TLDR: Aidoc, a leading medical AI company, has successfully secured $150 million in new funding, co-led by General Catalyst and Square Peg, with participation from NVentures (NVIDIA’s venture arm) and major U.S. health systems. This investment, which includes a $40 million revolving credit facility, brings Aidoc’s total funding to $370 million. The capital will primarily fuel the accelerated development of CARE™, the company’s clinical-grade foundation model, and expand its AI solutions into new areas like oncology and cardiovascular disease, aiming to support 100 million patients annually within three years.
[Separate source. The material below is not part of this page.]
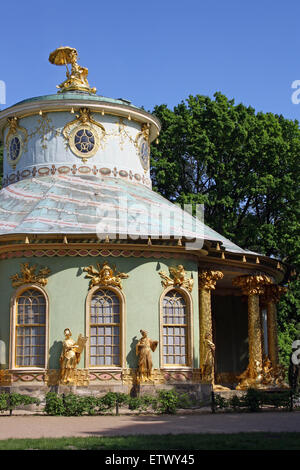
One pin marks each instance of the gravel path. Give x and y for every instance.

Aidoc, a pioneering force in medical artificial intelligence, announced on July 23, 2025, the successful closure of a $150 million financing round. This significant investment is set to propel the expansion of its clinical AI diagnosis solutions and further develop its foundational AI models. The funding round was co-led by prominent venture capital firms General Catalyst and Square Peg, with notable participation from NVentures, NVIDIA’s venture capital arm, marking its first investment in Aidoc. Additionally, four major U.S. health systems—Sutter Health, Hartford HealthCare, Mercy, and WellSpan Health—joined as strategic investors, underscoring the industry’s confidence in Aidoc’s vision. This latest round also incorporates a $40 million revolving credit facility, elevating Aidoc’s total funding to an impressive $370 million since its inception in 2016.
The primary objective of this substantial capital infusion is to accelerate the development and deployment of CARE™ (Clinical AI Reasoning Engine), Aidoc’s cutting-edge clinical-grade foundation model. CARE™ is designed to assist physicians in clinical decisions and has already powered two FDA-cleared solutions, adding to dozens of prior approvals. Michael Braginsky, Aidoc’s CTO, highlighted the transformative speed of their new technology, stating, “What used to take decades now takes far less time, we can build each algorithm ten times faster. We used to develop one or two algorithms a year; this year alone, we’ve created fifteen, providing doctors with more comprehensive insights into patient conditions.” He also noted NVIDIA’s strong interest, adding, “NVIDIA saw the results of our research, which lasted more than two years. They’re all in, because this is a huge boost for AI.”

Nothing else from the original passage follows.